Car les papas débarquent dans ces ressources portées par des organismes communautaires autonomes «avec de plus grosses problématiques, des cumuls de facteurs de vulnérabilité», insiste le président du réseau des Maisons Oxygène. «Un père sur sept qui vit une détresse psychologique élevée, pour nous, c’est 83 % des papas qu’on a dans les Maisons qui ont des pensées anxiogènes ou des idéations suicidaires», souligne M. Desbiens, qui rappelle qu’une crise de panique ou d’anxiété, «ça arrive souvent le soir, la nuit». 

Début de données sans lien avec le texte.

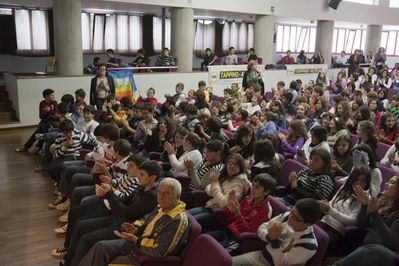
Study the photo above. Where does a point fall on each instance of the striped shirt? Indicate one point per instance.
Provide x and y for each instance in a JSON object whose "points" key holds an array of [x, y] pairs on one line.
{"points": [[125, 186], [200, 176], [79, 139], [317, 186], [292, 247]]}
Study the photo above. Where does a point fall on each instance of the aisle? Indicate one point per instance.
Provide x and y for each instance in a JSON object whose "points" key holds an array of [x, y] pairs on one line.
{"points": [[26, 222]]}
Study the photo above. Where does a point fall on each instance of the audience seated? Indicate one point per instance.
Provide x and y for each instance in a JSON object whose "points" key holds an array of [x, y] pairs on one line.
{"points": [[247, 135]]}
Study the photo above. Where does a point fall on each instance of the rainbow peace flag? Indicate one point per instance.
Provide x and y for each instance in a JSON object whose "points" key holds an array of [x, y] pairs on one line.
{"points": [[124, 83]]}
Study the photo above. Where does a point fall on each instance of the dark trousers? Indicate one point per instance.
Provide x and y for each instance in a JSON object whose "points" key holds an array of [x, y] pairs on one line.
{"points": [[42, 127], [55, 167]]}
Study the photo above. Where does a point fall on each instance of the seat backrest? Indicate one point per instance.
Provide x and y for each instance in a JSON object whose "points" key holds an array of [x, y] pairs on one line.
{"points": [[207, 251], [287, 167], [195, 231], [322, 241], [382, 149], [277, 206], [387, 173]]}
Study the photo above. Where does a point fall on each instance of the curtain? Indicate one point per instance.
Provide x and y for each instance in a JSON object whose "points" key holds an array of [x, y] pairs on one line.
{"points": [[157, 33], [110, 32], [239, 35], [98, 33], [87, 32], [204, 36], [135, 33], [31, 31]]}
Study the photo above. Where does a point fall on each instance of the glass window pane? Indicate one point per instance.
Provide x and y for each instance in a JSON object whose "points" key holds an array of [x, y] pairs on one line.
{"points": [[22, 26]]}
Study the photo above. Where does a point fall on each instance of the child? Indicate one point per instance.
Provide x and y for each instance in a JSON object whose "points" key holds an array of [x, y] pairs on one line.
{"points": [[67, 147], [286, 100], [48, 113], [150, 98], [265, 160], [289, 237], [277, 107], [179, 96], [240, 119], [88, 125], [343, 209], [297, 135], [388, 131], [341, 157], [80, 95], [250, 213]]}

Selon Patrick Desbiens, les 22 Maisons Oxygène de la province, qui sont déployées dans 12 régions, «sont toutes en situation de précarité actuellement». «Elles sont essoufflées, sous respirateur artificiel… Pour la plupart, si une ou deux personne(s) tombai(en)t en congé maladie, ça mènerait à une rupture de services qui pourrait éventuellement mener à une fermeture», se désole M. Desbiens.

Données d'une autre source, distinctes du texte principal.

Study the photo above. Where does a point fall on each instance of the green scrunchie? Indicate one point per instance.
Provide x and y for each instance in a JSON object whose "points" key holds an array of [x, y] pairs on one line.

Le président du réseau des Maisons Oxygène souligne que les bonnes pratiques en matière de santé et de bien-être des hommes recommandent de regrouper les services sous un même toit. «Chez nous, je peux référer le papa à une criminologue ou à une travailleuse sociale qui peut faire de la médiation familiale, par exemple. [...] Mais si on perd notre travailleuse sociale, on tombe en situation de rupture de services, et ça a automatiquement des impacts sur l’ensemble des services», expose Patrick Desbiens.

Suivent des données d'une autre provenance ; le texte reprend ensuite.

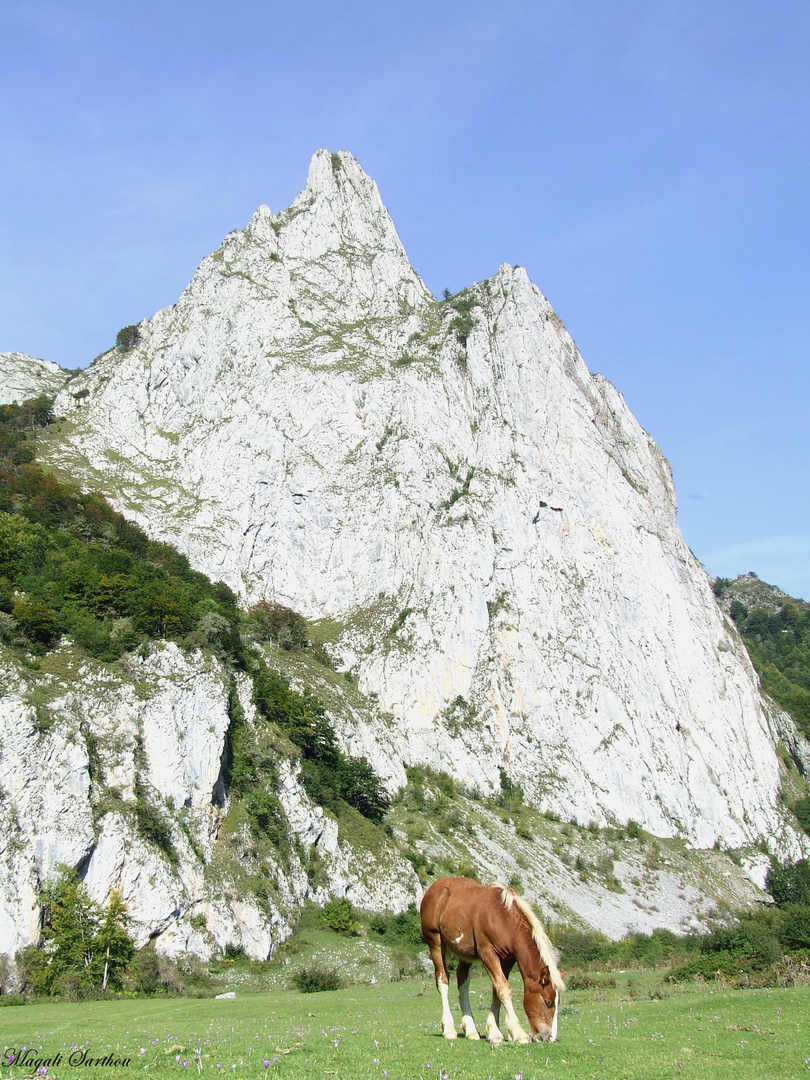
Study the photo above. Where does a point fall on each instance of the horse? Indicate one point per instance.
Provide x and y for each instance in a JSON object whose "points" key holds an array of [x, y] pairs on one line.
{"points": [[494, 925]]}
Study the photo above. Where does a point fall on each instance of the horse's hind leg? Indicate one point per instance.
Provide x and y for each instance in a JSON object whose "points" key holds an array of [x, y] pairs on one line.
{"points": [[468, 1024], [501, 996], [437, 954]]}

«L’exemple de l’Estrie pourrait arriver à Québec comme il pourrait arriver à Baie-Comeau ou à Montréal. Une ou deux personne(s) qui part(ent), c’est une rupture de services et le risque de ne plus pouvoir accueillir de papas», s’inquiète M. Desbiens, qui souligne qu’en Outaouais, la Maison Oxygène ne peut actuellement accueillir qu’un père à la fois avec ses enfants, «alors qu’elle pourrait aller jusqu’à trois». 

Patrick Desbiens se veut toutefois rassurant : toutes les Maisons Oxygène sont ouvertes actuellement, «et tous les papas qui ont besoin d’aide ne doivent surtout pas hésiter à nous en demander». «Un père qui souhaite maintenir le lien avec ses enfants après une rupture amoureuse, c’est le coeur de notre mission», rappelle-t-il.

Les Maisons Oxygène, en bref

  • La première Maison Oxygène est née à Montréal en 1989.
  • On en trouve maintenant 22 dans 12 régions du Québec.
  • Leur mission est d’offrir aux pères et à leurs enfants du soutien et un endroit où poser leurs bagages. Elles offrent aussi des services externes pour les pères n’ayant pas besoin d’hébergement.
  • 10 000 pères et enfants ont trouvé un toit ou de l’accompagnement dans l’une ou l’autre des Maisons Oxygène depuis 2020.
  • Ces maisons ont offert près de 60 000 nuitées pères-enfants en 2021-2022.
  • Séjour moyen des familles : cinq mois.
  • Portrait des pères aidés : 84 % vivent de la détresse psychologique, 75 % vivent de l’itinérance cachée, 60 % vivent de l’isolement social, 24 % sont issus de l’immigration.
  • 52 placements d’enfants ont été évités grâce au travail des Maisons Oxygène en 2021-2022.